There have been warnings from the Shipbuilders Council of America and others that current tanker construction is not proceeding at a pace which will be sufficient to meet OPA '90 replacement requirements, and of a coming product tanker construction crunch. There has also been speculation that energy company potential users are withholding charters which might support this domestic product tanker construction, with the expectation that these companies will be able to obtain waivers which will allow them to charter foreign built product tankers to meet their carriage needs in the coastwise trade.

Some product carrier vessel needs could be met by double hulled barges. There is substantial construction of this sort.

The vessel tonnage requirements might also be lessened to the extent that U.S.

product needs are met by imports of foreign refined products on non-U.S. flag vessels. However, by almost any calculation one arrives at a figure of no fewer than 12 to 14 product tanker newbuildings being contracted for completion in the current decade.

Oil Supply and Infrastructure Support Vessels & Other Oil and gas deep water drilling developments in the Gulf of Mexico appear likely to require some number of floating petroleum storage and operating vessel platforms (FPSOs). While these FPSOs can be of foreign construction, the shuttle vessels necessary for the transport of the crude petroleum to shore-side will require U.S. construction.

There is talk of a need for 500,000 bbl capacity small tankers and/or articulated tug barge units for this service, perhaps two to four such shuttle vessels for each of perhaps four or five FPSOs.

This could produce orders for perhaps as many as 16 to 20 vessels.

It may be that these vessels can be financed based upon energy company charters and without MarAd Title XI guarantees. But if energy company charters cannot be obtained by Keystone and AHL for their current product carrier transactions at Kvaerner, it is difficult to see why energy company charters should be forthcoming in this FPSOs setting. Perhaps these crude carrier shuttle vessels will be financed by the energy companies themselves in the same fashion as the Alaska tankers. The timing for the environmental approvals and shipyard work necessary to put the FPSOs themselves in place seems somewhat uncertain.

Any additional petroleum or gas start-up production in the Gulf of Mexico or Alaska will require support vessels or barges for the construction and start-up in addition to the tanker needs for the follow-on crude transport.

Oil Product Carriers for U.S. Navy Needs There is a pressing need for fleet fuel supply vessels for the U.S. Navy and its Military Sealift Command. The existing fleets of U.S. Navy fuel supply vessels are nearing the ends of their useful lives. There is no apparent current plan for vessel replacement. Beyond this, there is no capacity to meet any expanded Navy needs which might result from any of a number of causes.
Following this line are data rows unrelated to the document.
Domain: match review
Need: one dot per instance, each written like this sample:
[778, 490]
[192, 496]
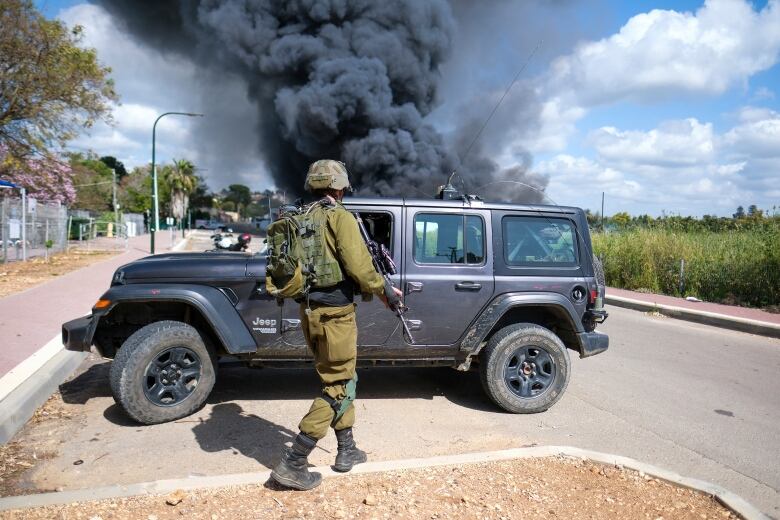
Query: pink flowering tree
[46, 179]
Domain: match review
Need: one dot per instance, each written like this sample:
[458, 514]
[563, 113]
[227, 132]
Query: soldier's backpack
[298, 258]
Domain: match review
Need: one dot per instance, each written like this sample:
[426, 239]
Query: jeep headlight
[119, 278]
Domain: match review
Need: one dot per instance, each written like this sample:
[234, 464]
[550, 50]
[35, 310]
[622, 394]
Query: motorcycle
[224, 242]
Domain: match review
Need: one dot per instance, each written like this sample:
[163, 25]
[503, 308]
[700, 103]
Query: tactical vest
[298, 256]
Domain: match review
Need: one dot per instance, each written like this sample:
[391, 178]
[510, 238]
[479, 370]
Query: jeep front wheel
[163, 372]
[524, 368]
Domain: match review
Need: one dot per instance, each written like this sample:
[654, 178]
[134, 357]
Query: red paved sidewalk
[30, 319]
[726, 310]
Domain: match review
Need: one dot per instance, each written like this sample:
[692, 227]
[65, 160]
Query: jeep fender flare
[503, 303]
[212, 303]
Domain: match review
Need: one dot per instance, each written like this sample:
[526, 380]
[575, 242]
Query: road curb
[760, 328]
[27, 389]
[728, 499]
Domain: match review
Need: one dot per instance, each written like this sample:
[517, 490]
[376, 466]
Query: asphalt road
[702, 401]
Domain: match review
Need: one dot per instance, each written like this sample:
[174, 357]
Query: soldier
[328, 322]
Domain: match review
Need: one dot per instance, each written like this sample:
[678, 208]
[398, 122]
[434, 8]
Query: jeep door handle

The existing fuel supply fleet was created under "build and charter" programs which involved private sector operators, and private sector financing using the Mar Ad Title XI program.
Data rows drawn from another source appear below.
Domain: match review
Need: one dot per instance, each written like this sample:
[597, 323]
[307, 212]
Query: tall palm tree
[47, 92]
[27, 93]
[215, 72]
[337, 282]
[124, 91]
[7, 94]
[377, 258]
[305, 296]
A program to address these needs might have been a matter of priority for the new Secretary of the Navy and the new Maritime Administrator.
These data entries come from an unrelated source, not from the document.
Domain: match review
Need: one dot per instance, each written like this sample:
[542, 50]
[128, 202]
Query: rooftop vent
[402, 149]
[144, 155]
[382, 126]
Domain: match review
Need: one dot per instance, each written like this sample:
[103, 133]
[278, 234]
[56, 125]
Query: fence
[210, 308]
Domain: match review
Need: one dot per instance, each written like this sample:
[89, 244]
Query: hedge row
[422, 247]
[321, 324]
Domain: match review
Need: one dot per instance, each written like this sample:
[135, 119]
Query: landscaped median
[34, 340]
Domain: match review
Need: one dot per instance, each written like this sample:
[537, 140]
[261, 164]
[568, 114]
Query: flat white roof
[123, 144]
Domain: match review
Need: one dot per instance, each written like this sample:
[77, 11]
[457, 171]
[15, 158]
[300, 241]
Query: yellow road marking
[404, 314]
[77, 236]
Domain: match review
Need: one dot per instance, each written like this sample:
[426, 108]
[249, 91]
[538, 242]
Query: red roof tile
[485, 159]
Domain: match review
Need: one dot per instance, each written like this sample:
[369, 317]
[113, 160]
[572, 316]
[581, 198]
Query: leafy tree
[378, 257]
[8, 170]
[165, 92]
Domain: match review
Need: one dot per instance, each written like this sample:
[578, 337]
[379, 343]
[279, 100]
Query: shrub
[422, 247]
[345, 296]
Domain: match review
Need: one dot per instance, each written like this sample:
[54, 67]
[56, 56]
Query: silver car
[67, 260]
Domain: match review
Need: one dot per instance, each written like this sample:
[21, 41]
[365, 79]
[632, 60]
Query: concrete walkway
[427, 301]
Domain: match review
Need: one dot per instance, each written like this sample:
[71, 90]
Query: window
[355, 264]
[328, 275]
However, given that the Navy is now reported to have even cut back on the funding of the routine maintenance of the Ready Reserve Force, which is managed for the Navy by the Maritime Administration (with the result that several ROS-5 ships, which are fully crewed and supposed to be ready to go on 5 days' notice, have had to be reclassified as ROS-IO and their crews sent home) auxiliary support vessels do not appear to be a likely priority.

It has also been reported that when the Military Sealift Command recently needed a tanker in the Indian Ocean it was forced to resort to chartering one with an Iraqi crew. And, the question has been asked "Why was the USS COLE refueling at an Aden dockside location instead of at sea?" The Military Sealift Command has stated that in a war emergency they would need 46 such vessels for fuel supply. Today, there are only a total of 48 product carriers in the Jones Act fleet. This number will drop to 36 in 2008. Perhaps 16 to 20 vessels are needed.